The mistreatment of Sikh migrants at the US-Mexico border is reportedly much more widespread than previously thought.
US Customs and Border Patrol agents in multiple sectors have allegedly thrown hundreds of sacred turbans belonging to Sikh border-crossers in the trash, and denied migrants religiously mandated vegetarian meals, instead consigning them to eat apple juice and crackers or telling them they could “starve,” according to an investigation from the Arizona Luminaria, citing unnamed border aid workers familiar with the mistreatment.
“One Sikh man, when I handed him a turban to cover his hair started crying and kissed the fabric,” one individual told the outlet, recalling “a group of vegetarian Sikhs said they were living off apple juice and crackers for seven days.”
Aid workers have taken to buying lengths of cloth themselves so migrants can make themselves new turbans.
The new allegations join previous complaints about how the Border Patrol has treated Sikh migrants.
Earlier this week, the American Civil Liberties Union wrote to the agency, highlighting “serious religious-freedom violations” in at least 64 instances at the Yuma border sector in the last two months, according to the legal organisation.
"By confiscating and failing to return Sikh individuals’ turbans, CBP directly interferes with their religious practice and forces them to violate their religious beliefs," the ACLU wrote in a 1 August letter to the agency, pointing to the Border Patrol’s official policy that officers "remain cognizant of an individual’s religious beliefs while accomplishing an enforcement action in a dignified and respectful manner."
Sikh migrants, many of whom are fleeing what they see as rising anti-Sikh sentiment under the administration of Prime Minister Narendra Modi’s ruling Hindu nationalist Bharatiya Janata Party, described humiliating treatment: “They told me to take off my turban. I know a little English, and I said, ‘It’s my religion.’ But they insisted,” one man told The Intercept, which first reported on the ACLU letter. Agents even insisted on cutting the man’s traditional Sikh underwear, ostensibly for security reasons.
“I felt so bad,” the man said.
The Border Patrol said earlier this week it was opening an internal investigation into the allegations and was taking unspecified steps “to address the situation.”

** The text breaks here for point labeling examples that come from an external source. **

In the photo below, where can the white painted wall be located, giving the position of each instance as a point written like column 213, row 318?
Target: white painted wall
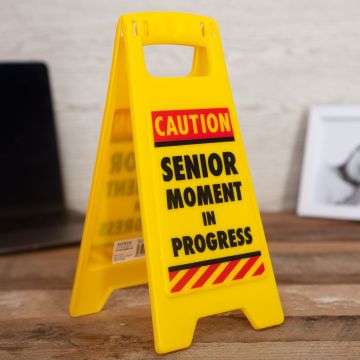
column 283, row 56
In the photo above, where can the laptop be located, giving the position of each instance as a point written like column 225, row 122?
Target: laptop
column 33, row 214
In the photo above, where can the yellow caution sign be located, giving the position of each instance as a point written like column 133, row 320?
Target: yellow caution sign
column 205, row 247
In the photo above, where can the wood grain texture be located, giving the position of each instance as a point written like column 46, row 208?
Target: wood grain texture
column 318, row 282
column 282, row 57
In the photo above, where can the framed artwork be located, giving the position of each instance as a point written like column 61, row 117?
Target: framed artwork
column 330, row 179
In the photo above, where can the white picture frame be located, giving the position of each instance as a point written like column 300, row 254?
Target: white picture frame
column 329, row 185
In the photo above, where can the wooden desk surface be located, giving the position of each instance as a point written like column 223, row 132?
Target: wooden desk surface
column 317, row 265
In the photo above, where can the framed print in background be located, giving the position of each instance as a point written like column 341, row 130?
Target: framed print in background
column 330, row 179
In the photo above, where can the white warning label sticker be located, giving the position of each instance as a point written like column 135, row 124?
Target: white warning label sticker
column 129, row 249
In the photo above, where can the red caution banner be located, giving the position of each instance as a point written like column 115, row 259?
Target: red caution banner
column 216, row 271
column 185, row 127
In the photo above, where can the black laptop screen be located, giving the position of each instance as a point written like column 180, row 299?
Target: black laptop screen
column 30, row 179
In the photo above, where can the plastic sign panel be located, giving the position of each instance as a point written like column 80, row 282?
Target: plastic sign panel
column 172, row 182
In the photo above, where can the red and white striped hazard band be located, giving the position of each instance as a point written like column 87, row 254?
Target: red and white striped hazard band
column 215, row 271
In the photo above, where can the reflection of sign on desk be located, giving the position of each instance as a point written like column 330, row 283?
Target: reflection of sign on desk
column 205, row 248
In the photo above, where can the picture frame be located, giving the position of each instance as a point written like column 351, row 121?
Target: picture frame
column 330, row 178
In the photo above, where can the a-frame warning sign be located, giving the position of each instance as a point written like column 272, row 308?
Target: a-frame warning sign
column 205, row 249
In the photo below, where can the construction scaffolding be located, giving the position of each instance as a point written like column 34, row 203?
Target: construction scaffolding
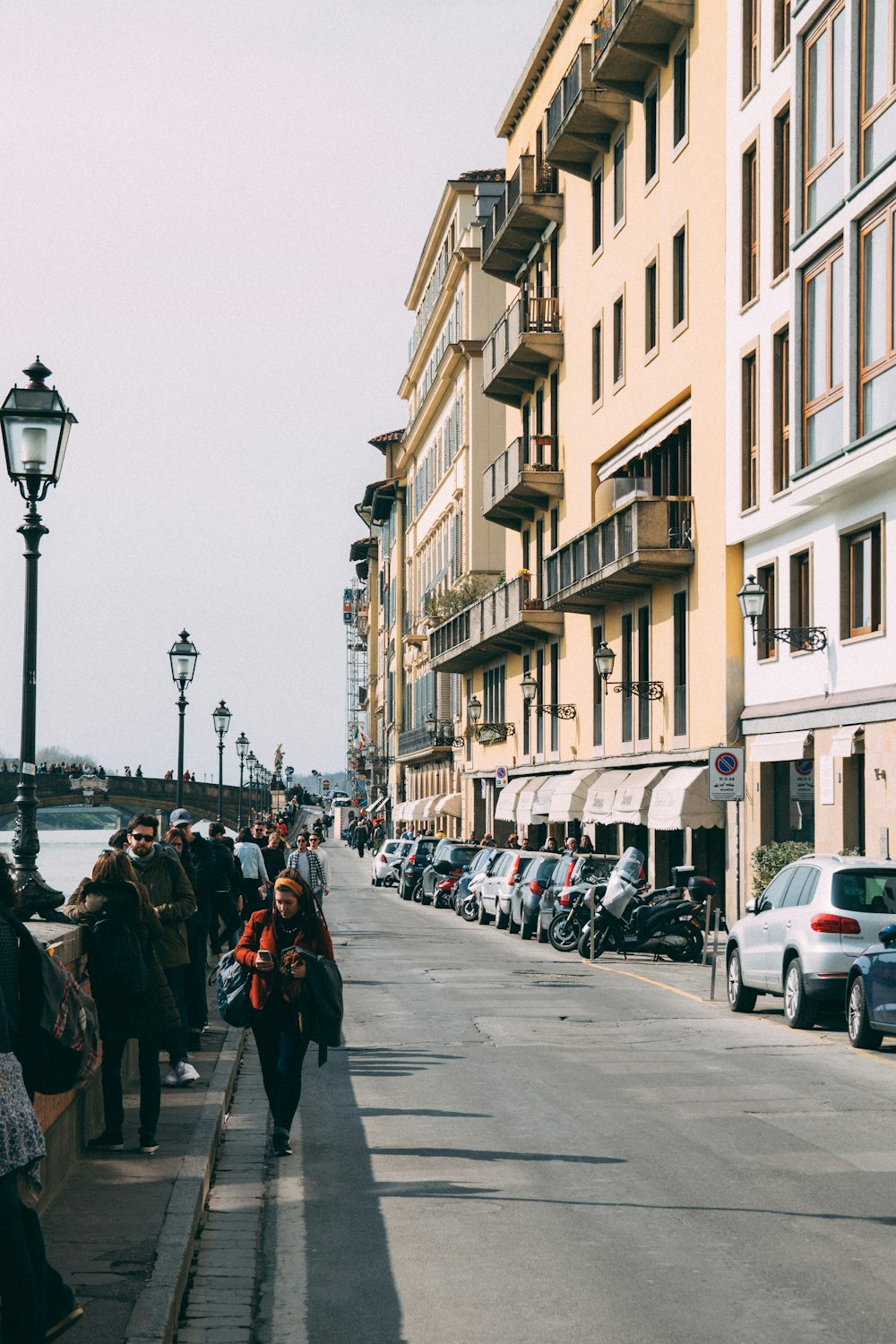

“Our expectation is that CBP employees treat all migrants we encounter with respect,” CBP Commissioner Chris Magnus said in an emailed statement earlier this week.
In June, an ombudsman from the Department of Homeland Security, which oversees the Border Patrol, visited a facility in Phoenix and was alerted to complaints about religious mistreatment, according to the ACLU.
"We’re talking about Sikh migrants specifically who are fleeing their countries because of religious persecution...making a very traumatic journey to the United States, and upon entering are then forced to remove a sacred piece of their religion, a core tenet of their belief system," Vanessa Pineda, an immigrants’ rights staff attorney for the ACLU of Arizona, told CNN.
Such reporting indicates that the agency has been aware of the problem for weeks without any apparent change.
“We take allegations of this nature very seriously,” the Border Patrol told The Independent in a statement.
It declined to answer what specific steps were taken to remedy the mistreatment claims, or when the internal investigation would be finished.
Last year, The Independent reported that the first person killed in a post-9/11 hate crime was a Sikh man named Balbir Singh Sodhi, who owned a gas station in Arizona. Sodhi was shot by a racist gunman on 15 September, 2001, the same day the business owner donated to a 9/11 relief fund.
Since then, Sikhs have been the target of other hate incidents, and have also been singled out for placement in immigration databases and invasive screening at US airports.
This article was amended on August 9, to attribute claims of anti-Sikh sentiment under the BJP to individuals fleeing India.